Depending on the applications you want to run on your cluster, you may need to select larger nodes.

Advanced options and marketplace

6. Advanced options

This section allows you to optionally configure advanced options.

Container Networking Interface (CNI)

The default CNI on Civo is Flannel. However, you can choose Cilium as an alternative Container Networking Interface (CNI) for your cluster.

Please note that the Cilium CNI is not compatible with Talos clusters. If you choose Cilium as your CNI and set Talos as your cluster type, the system will default to using Flannel.

Cluster type

The Cluster type selector allows you to choose between K3s or Talos Linux. The underlying operating system on K3s clusters is an Alpine Linux image.
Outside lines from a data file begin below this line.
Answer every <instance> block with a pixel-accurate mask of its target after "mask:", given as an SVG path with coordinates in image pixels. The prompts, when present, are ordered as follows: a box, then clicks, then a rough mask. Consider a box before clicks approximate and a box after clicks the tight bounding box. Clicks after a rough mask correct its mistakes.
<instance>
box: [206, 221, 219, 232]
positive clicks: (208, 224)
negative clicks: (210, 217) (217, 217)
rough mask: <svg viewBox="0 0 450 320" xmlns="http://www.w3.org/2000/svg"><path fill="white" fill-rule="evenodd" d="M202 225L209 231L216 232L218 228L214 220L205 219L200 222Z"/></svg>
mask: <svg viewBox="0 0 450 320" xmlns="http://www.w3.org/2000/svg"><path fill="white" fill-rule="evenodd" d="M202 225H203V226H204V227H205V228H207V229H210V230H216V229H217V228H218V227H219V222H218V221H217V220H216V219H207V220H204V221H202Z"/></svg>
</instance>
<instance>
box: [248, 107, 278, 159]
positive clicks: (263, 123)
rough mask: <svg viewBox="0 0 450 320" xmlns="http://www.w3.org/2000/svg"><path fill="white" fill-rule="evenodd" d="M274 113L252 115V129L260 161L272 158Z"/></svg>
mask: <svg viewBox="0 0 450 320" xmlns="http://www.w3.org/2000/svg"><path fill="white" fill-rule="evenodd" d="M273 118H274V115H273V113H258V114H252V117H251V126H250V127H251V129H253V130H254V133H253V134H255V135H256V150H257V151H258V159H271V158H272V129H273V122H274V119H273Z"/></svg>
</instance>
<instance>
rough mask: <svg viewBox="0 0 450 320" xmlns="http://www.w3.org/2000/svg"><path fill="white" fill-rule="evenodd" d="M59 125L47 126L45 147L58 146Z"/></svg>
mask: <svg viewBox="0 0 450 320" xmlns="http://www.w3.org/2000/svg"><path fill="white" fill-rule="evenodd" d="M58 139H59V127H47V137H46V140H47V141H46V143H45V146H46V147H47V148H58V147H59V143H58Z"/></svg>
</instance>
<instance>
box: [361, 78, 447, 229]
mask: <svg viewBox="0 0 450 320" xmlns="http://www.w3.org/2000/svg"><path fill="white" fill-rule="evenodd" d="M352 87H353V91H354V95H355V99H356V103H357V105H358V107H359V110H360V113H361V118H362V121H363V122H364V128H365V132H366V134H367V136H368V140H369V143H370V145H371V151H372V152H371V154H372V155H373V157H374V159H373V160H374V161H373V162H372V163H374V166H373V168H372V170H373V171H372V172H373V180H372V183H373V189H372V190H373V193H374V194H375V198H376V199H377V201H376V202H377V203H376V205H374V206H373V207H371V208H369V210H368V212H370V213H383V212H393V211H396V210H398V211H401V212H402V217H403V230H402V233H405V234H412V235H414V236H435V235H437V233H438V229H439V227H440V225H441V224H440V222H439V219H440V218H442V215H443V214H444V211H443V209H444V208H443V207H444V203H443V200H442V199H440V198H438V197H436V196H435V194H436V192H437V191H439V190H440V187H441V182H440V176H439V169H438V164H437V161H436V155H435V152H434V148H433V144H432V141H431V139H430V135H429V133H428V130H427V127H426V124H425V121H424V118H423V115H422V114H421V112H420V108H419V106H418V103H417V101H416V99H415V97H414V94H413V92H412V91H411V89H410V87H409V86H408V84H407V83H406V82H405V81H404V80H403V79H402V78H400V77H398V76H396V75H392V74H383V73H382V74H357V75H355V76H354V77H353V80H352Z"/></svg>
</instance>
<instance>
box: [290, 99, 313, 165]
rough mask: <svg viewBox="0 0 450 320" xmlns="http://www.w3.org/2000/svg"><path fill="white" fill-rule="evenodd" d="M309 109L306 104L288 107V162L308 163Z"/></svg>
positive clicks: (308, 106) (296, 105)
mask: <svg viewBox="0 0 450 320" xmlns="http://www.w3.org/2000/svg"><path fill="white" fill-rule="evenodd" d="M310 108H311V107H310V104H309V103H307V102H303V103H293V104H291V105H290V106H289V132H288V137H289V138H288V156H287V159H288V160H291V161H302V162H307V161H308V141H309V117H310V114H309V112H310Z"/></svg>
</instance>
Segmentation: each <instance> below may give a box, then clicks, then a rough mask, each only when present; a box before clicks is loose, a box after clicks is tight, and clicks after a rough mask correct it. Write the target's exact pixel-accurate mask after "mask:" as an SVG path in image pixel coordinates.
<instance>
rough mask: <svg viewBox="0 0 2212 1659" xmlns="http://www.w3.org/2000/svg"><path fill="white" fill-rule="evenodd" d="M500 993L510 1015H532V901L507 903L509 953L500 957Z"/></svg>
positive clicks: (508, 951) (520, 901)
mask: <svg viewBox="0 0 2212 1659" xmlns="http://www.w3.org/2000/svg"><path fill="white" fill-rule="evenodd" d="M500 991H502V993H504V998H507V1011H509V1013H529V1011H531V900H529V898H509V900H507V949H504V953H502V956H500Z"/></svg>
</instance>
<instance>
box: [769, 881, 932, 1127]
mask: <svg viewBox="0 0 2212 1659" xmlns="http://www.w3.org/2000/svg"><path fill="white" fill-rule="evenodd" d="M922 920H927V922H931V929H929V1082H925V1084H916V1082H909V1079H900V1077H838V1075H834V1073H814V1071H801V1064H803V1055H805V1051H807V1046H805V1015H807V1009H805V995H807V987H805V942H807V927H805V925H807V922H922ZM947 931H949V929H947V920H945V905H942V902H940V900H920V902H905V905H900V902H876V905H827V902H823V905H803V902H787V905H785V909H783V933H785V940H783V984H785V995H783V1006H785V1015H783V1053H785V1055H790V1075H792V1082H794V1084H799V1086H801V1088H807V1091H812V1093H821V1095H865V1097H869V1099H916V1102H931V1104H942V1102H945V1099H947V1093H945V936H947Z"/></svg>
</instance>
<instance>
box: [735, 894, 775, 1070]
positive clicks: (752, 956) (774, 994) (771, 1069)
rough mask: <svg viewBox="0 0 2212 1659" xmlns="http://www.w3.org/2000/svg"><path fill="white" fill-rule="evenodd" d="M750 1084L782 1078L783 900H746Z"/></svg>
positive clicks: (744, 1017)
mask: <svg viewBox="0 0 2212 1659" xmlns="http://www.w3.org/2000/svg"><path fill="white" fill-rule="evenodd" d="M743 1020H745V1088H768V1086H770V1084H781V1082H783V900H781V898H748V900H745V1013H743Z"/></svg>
Talos Linux is an immutable Kubernetes-oriented Linux operating system.

As noted above, please note that the Cilium CNI is not compatible with Talos clusters and Flannel will be used instead.

7. Marketplace

You can remove applications to prevent them from being installed by default, or add applications to start alongside your cluster. For more information, see the Marketplace documentation.

Creating your cluster

When you are satisfied with your initial cluster configuration, you can click "Create cluster" and be directed to the cluster's dashboard page. It will take a moment to become active, and you will be shown the status throughout.

Cluster building

Once running, you can use kubectl and the downloaded kubeconfig file from the cluster's page to interact with your cluster. You will find the kubeconfig file for download in the "Cluster information" section:

Cluster information showing Kubeconfig download

Deploy GPU Workloads on Civo Kubernetes

Running GPU workloads on Kubernetes is becoming increasingly common due to the flexibility and scalability it provides. Deciding on the type of Kubernetes nodes for your GPU workloads involves many considerations. Whether you require low-latency responses, high-throughput inference requests, or other performance needs, Civo has you covered.

Civo provides the following GPU Types:

  • NVIDIA A100 Tensor Core GPU: Available in both 40GB and 80GB variants, this GPU is designed for high-demand workloads such as machine learning model training, large language models, and scientific computing. It offers significant computational power with over 312 teraflops of FP16 performance and 1,248 Tensor cores.
  • NVIDIA H100 Tensor Core GPU: Known for its advanced Hopper architecture, this GPU excels in AI training and inference tasks, making it ideal for developing and deploying large AI models like chatbots and recommendation engines.
  • NVIDIA L40S GPU: With 48GB of GDDR6 memory, this GPU is suitable for tasks requiring a blend of AI computations and advanced graphics processing, such as 3D graphics rendering and training large language models.
  • NVIDIA GH200 Grace Hopper Superchip: This GPU features an integrated CPU-GPU architecture tailored for generative AI, large-scale AI inference, and high-performance computing workloads that demand substantial memory and processing power.

To deploy GPU workloads on Kubernetes, add a new node pool to your cluster and install the Kubernetes operator for GPU nodes

note

GPU nodes for Kubernetes is a separate node SKU than traditional Kubernetes nodes.